A brain that can abstract as well as order the information it receives from the body, and can express it via (e.g.) language, thereby creates a representation, a subjective mental state. This is what the human brain does. The subjective/objective division between mind and brain might therefore be less problematic than is often claimed. Moreover, abstract association integrates the brain's representations of self and world into a continuous and consistent unitary experience. This unitary experience is our sense of self, i.e. consciousness. So consciousness might not be hopelessly resistant to biological explanation, as (for example) Cairns-Smith and Chalmers maintain - but nor is it a mere "linguistic confusion", as Dennett claims.
In short, the mind-brain relationship might be less problematic than is generally believed, so long as it is viewed from the appropriate perspective: i.e. how the human brain evolved, and what biological purpose it serves. This perspective no more denigrates mind than our characterisation of the living state denigrated life. We believe that "consciousness" is neither a linguistic confusion nor a mystery that cannot be assimilated into conventional biology.
The capacity to abstract and articulate brain processes, enabling us to make long-term predictions, is uniquely developed in modern humans. This capacity, the root of our culture, evolved under very specific circumstances. Ancestral hominids that were already capable of intelligent behaviour produced bipedal and very highly social descendants. The sheer improbability of this combination of circumstances (intelligent behaviour, high social development and bipedalism coinciding in the same species) could explain why "human intelligence" has only evolved once on Earth and is unlikely to be simulated anywhere else in the universe (chapter 15). Other animals that behave intelligently must have higher-order integration of their brain functions, but they lack our capacity for abstract representation. They no doubt have a sense of self and can detect patterns and continuity within themselves and the world around them; but without the ability to abstract or to express these abstractions, they cannot have the kind of mental lives that humans have.

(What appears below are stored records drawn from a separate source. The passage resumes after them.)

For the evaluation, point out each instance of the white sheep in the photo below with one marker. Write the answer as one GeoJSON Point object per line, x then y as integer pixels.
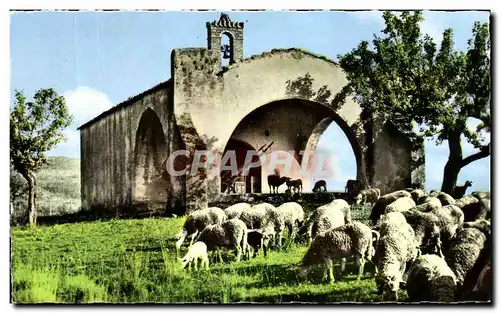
{"type": "Point", "coordinates": [197, 221]}
{"type": "Point", "coordinates": [293, 216]}
{"type": "Point", "coordinates": [198, 251]}
{"type": "Point", "coordinates": [232, 234]}
{"type": "Point", "coordinates": [464, 252]}
{"type": "Point", "coordinates": [370, 195]}
{"type": "Point", "coordinates": [430, 279]}
{"type": "Point", "coordinates": [395, 248]}
{"type": "Point", "coordinates": [382, 203]}
{"type": "Point", "coordinates": [400, 205]}
{"type": "Point", "coordinates": [235, 210]}
{"type": "Point", "coordinates": [353, 239]}
{"type": "Point", "coordinates": [323, 218]}
{"type": "Point", "coordinates": [427, 204]}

At what stage in human evolution did "mind" appear? Like language, it probably emerged step by step. Evidence of material culture at a particular time in human evolution might indicate the level of "mind" at that time. If so, there is an interesting implication. If our brains are continuing to grow as our culture becomes more complex, then our minds are still evolving. This inference will not appeal to evolutionary psychologists.
In chapter 18 we shall expand these arguments and clarify them.